Decision Tree: This technique is a map of the possible outcomes of a series for the related choices that uses a tree-like structure graph. The three types of nodes that establish the decision tree are (i) decision, (ii) chance, and (iii) end nodes. The decision tree can be linearized into decision rules, but this may conclude in deep paths. This algorithm is tested by Bourgonje et al. (2017), achieving a 76.17 f-score when tested in English Tweets.

Random Forest: This method is an ensemble learning method for tasks that grow many classification trees such as classification and regression. To classify a new object from an input vector, it feeds the input vector down each tree in the forest. Each tree gives a classification output by labeling the input or a ranking result by sorting the most possible labels. The forest chooses the classification having the most votes (over all the trees in the forest). To avoid overfitting, the bootstrap aggregating technique is used, which is a machine learning ensemble meta-algorithm designed to improve the stability and accuracy of machine learning algorithms used in statistical classification and regression. This method is used in Gaydhani et al. (2018) and Vidgen and Derczynski (2020) with no significant results, since in both studies, the model that outperformed all others was Logistic Regression.

Extreme Gradient Boosting (XGBoost): XXGBoost applies to boost, which trains each new instance to emphasize the previous training instances modeled for better classification results. It is a combination of classification and regression trees (CART) (Breiman et al., 2017) but re-defined the objective function with both training loss and complexity of the trees to decrease the chance of overfitting. Thus, XGBoost is a powerful model with high extensibility.

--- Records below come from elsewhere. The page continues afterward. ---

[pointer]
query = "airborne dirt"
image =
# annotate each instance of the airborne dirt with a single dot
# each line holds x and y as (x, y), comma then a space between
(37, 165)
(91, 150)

4.2.2. Deep learning approaches

Most of the current machine learning learns the predictive value by calling the weights of human-given features. Representation learning systems attempt to learn good representations or features automatically. Deep learning algorithms try to learn multiple levels of representation of increasing complexity or abstraction, and a system with such a sequence is a deep architecture. The vast majority of such study has explored deep belief networks (DBNs) and Markov Random Fields with multiple layers. Several other variants of deep learning have seen a revival due to improved optimization methods of multiple-layer neural networks. In this article, we have explored the following variants of deep learning:

Long Short-Term Memory (LSTM) is a special kind of Recurrent Neural Networks (RNNs) that works much better. In theory, RNN can learn long-term dependency, but in practice, they fail it, such as predicting the last word in "I grew up in France…. I speak fluent French." that LSTM solved this problem. LSTMs are explicitly designed to avoid long-term dependency problems and, therefore, are well-suited to classifying, processing, and making predictions based on time series data. All recurrent neural networks have the form of a chain of repeating modules of neural networks, such as a single tanh layer. LSTMs, instead of having a single neural network layer, have four. A standard LSTM unit comprises a cell, an input gate, an output gate, and a forget gate. The cell remembers values over arbitrary time intervals, and the three gates regulate the flow of information into and out of the cell (Hochreiter and Schmidhuber, 1997).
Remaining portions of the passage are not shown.